Jackie Robinson was an undeniably great baseball player.  Of course there had been other blacks who were undeniably great in their fields before Robinson, but, this bears repeating, he was undeniably great at baseball.  Charlie Parker was an undeniably great musician and saxophone player.  Zora Neale Hurston was an undeniably great writer.  But these other fields were easy for white Americans to dismiss or marginalize.  Baseball, on the other hand, was America’s pastime.  And that is saying so much more than that baseball was the most popular sport in America.  Football is currently the most popular sport in America, but it doesn’t even come close to claiming America’s heart and soul like baseball did.  For a black man to play with white players in Major League Baseball, and be better than the white players, could not be marginalized or dismissed.  It had to be processed.

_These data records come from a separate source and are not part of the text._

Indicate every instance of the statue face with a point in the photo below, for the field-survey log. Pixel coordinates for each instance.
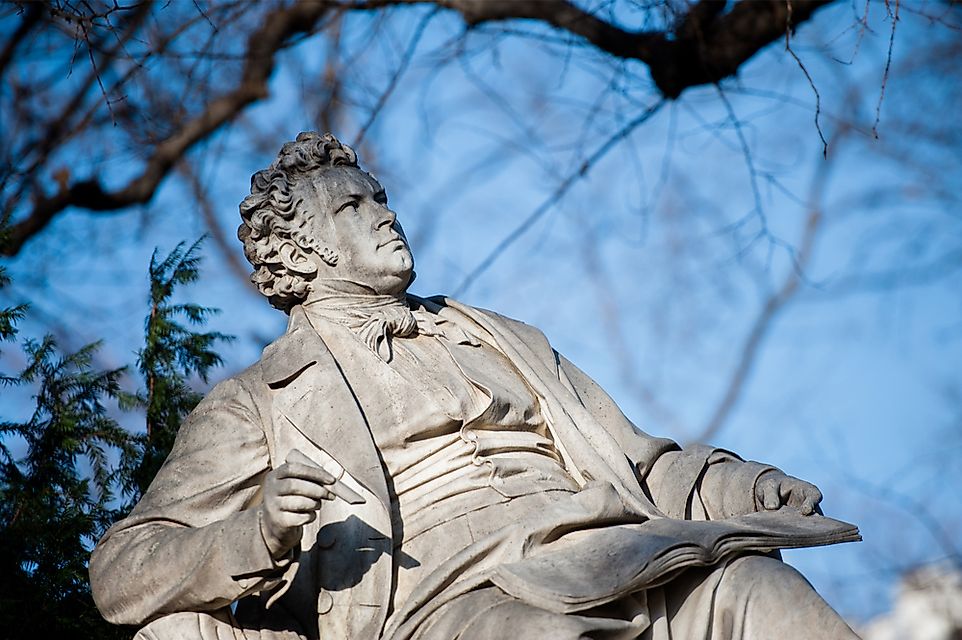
(357, 223)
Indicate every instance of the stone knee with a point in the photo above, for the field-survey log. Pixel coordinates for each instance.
(762, 597)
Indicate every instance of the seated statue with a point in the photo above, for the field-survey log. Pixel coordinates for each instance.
(406, 468)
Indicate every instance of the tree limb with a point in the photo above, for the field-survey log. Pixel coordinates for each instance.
(262, 47)
(708, 44)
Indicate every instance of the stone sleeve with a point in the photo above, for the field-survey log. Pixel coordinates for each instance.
(697, 482)
(194, 541)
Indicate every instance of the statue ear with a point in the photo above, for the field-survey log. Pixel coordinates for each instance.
(307, 243)
(294, 258)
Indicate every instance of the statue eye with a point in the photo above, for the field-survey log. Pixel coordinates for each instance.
(353, 204)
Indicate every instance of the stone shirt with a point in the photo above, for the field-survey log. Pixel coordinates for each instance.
(463, 429)
(488, 443)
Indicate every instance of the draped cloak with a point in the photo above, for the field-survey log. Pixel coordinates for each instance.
(192, 546)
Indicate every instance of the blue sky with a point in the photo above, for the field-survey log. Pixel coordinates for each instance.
(645, 274)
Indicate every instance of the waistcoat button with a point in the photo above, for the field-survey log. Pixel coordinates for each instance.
(325, 602)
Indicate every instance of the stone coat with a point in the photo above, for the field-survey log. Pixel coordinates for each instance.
(193, 543)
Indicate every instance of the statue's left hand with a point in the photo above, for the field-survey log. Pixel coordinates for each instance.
(774, 490)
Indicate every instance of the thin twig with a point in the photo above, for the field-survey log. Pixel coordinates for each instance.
(552, 199)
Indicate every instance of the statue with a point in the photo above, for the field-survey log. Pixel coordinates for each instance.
(404, 468)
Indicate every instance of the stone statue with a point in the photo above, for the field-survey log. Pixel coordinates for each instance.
(404, 468)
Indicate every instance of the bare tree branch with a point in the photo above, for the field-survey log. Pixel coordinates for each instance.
(774, 304)
(708, 44)
(262, 47)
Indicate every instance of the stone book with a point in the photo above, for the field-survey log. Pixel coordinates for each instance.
(585, 569)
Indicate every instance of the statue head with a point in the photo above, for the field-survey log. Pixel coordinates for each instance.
(314, 213)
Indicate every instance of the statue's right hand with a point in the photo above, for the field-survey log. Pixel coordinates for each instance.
(293, 493)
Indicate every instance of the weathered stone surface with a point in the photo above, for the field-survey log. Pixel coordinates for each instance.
(397, 467)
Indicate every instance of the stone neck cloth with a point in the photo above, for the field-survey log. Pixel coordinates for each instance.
(376, 318)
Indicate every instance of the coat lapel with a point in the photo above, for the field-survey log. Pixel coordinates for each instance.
(590, 446)
(313, 398)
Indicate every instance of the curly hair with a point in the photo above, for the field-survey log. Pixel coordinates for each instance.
(272, 217)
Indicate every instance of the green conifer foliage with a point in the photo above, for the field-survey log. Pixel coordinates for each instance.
(174, 352)
(55, 499)
(66, 471)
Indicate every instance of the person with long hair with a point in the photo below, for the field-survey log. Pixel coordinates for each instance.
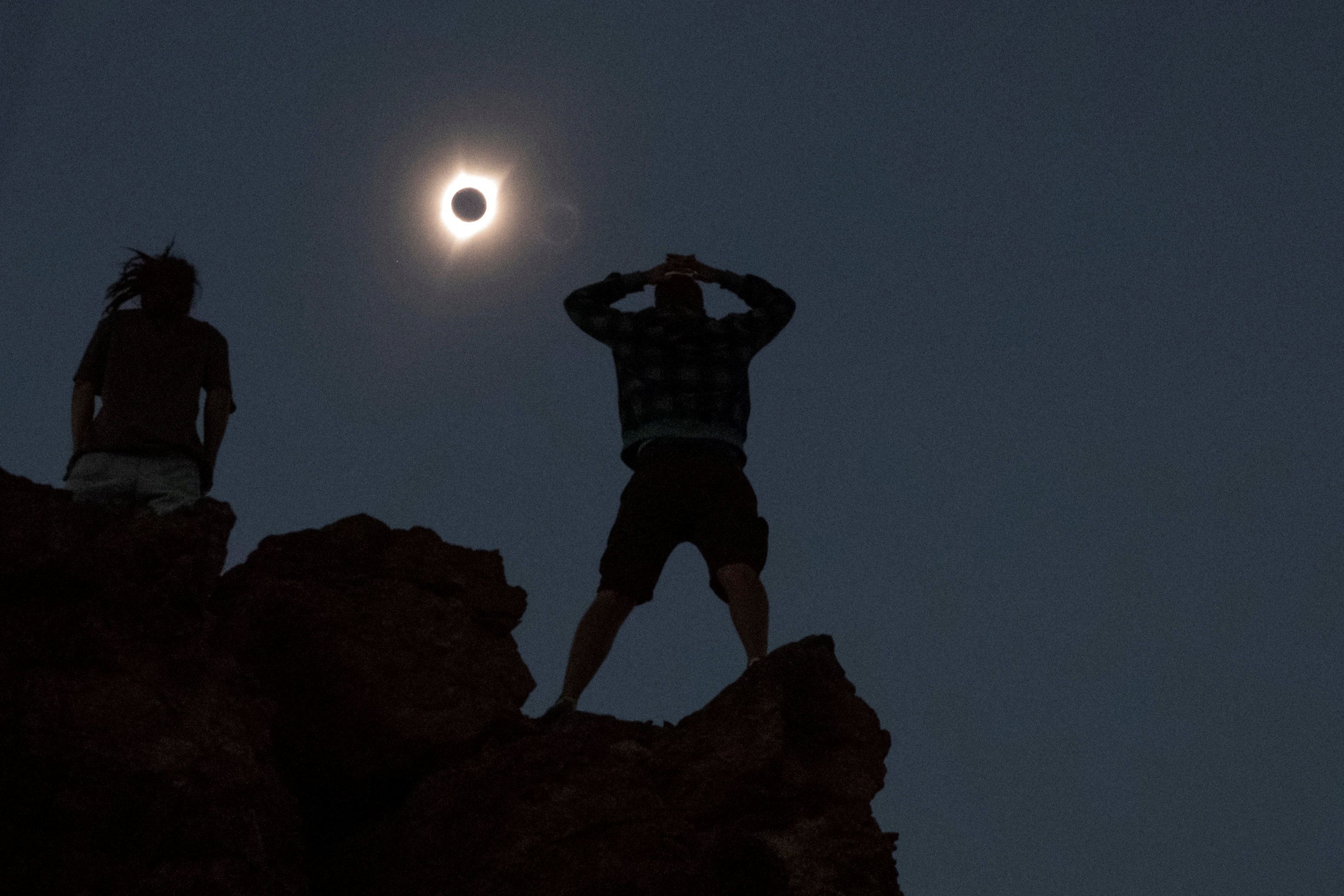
(150, 366)
(685, 401)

Naturally, that processing didn’t always go smoothly (I’m trying for understatement of the century there).  By being better than white people at something so central to America threatened many people.  The fact that Robinson handled everything that was thrown at him with dignity, pride and grace enhanced the importance of his achievement.  He literally converted hard core racists.  He didn’t just make white people feel guilty, he forced white people to recognize the humanity in black people.  That is an amazing achievement.
On this, and future, Jackie Robinson Days, I hope people outside of baseball remember Jackie Robinson’s legacy.  He used his incredible athleticism to become a true hero.  He is as responsible as anyone for the progress we have made.  I hope people can look to his example to continue that progress in the future.